Do not save your Chartbooks once an exception is encountered and you will not have any issue.

I am NOT saving the chartbooks. I am clicking NO on every single dialog that comes up about saving after this situation occurs. Do you seriously think I'm just dumb and saying save everything after this happens? Clearly I'm not but SC is truncating the chartbooks anyway.


Also, there are backup Chartbooks saved:
Chartbooks (Workspaces): Accessing a Backup Chartbook File

I'm well aware. It was the only way I was able to restore these chartbooks.


Do not blame this problem on us. Your whole approach over the years in order to try to get us to make changes, is simply a failure. It does not mean anything to us because we know how to do things.

Stop assuming all your users are idiots and doing crazy things behind the scenes they're not telling you about. I have 25+ years in computing with plenty of hardcore dev background behind it which is why I'm able to clearly report that which is a problem. Are you blaming not handling an OOM situation on how the user uses the program now? Who knows why it ran out of memory, hell it might have even been handles or something else - but we don't know that because the error message simply says "Error reserving space" which could mean all sorts of things under Windows.

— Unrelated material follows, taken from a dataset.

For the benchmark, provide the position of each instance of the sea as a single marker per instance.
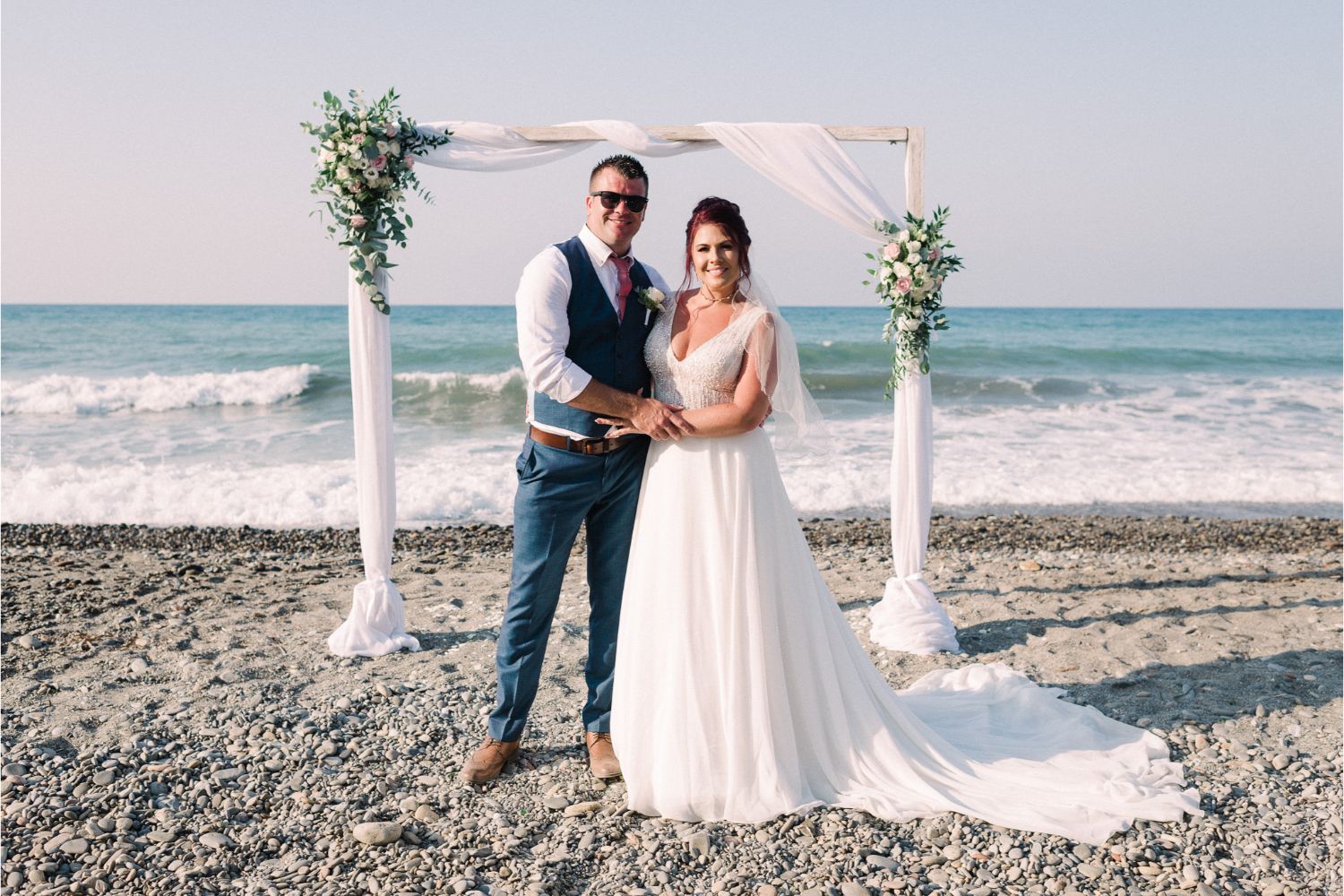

I'm telling you with 100% conviction that the last time this happened (which was a few days ago) I absolutely was aware of the risk to the chartbooks, closed SC via alt-f4 and answered no to every single save dialog and still ended up with around 10+ chartbooks that had written out the initial SC_CHART_BOOK header and only that stream of bytes.

And for the record I received zero OS level global warnings about memory usage during this time, otherwise I would have clearly connected the two dots of "Error reserving space for time and sales" and "Out of memory." However, I can say that CPU was completely pegged as all the chartbooks were loaded and I'd wager there's a hell of a lot more of a likelyhood it's a thread-race showing up during non-ideal conditions than a memory issue. Obviously this would be very hard to determine given the fact that I simply have a message log, so there's nothing authoritative proving it and it's just speculation. However, the program straight up crashes on exit after it gets that exception, is that also a user problem?

The entire issue here is this: If SC runs into an error on allocating memory, rather than gracefully handling that failure and either refusing to continue load the chartbook or simply retrying after some small time delay, it instead goes into a broken state where an exception is reported to the logs every second until the program is basically restarted. Even if the memory pressure situation has long gone away, SC still remains in this broken state and just catches exceptions on timer events and logs them, forever.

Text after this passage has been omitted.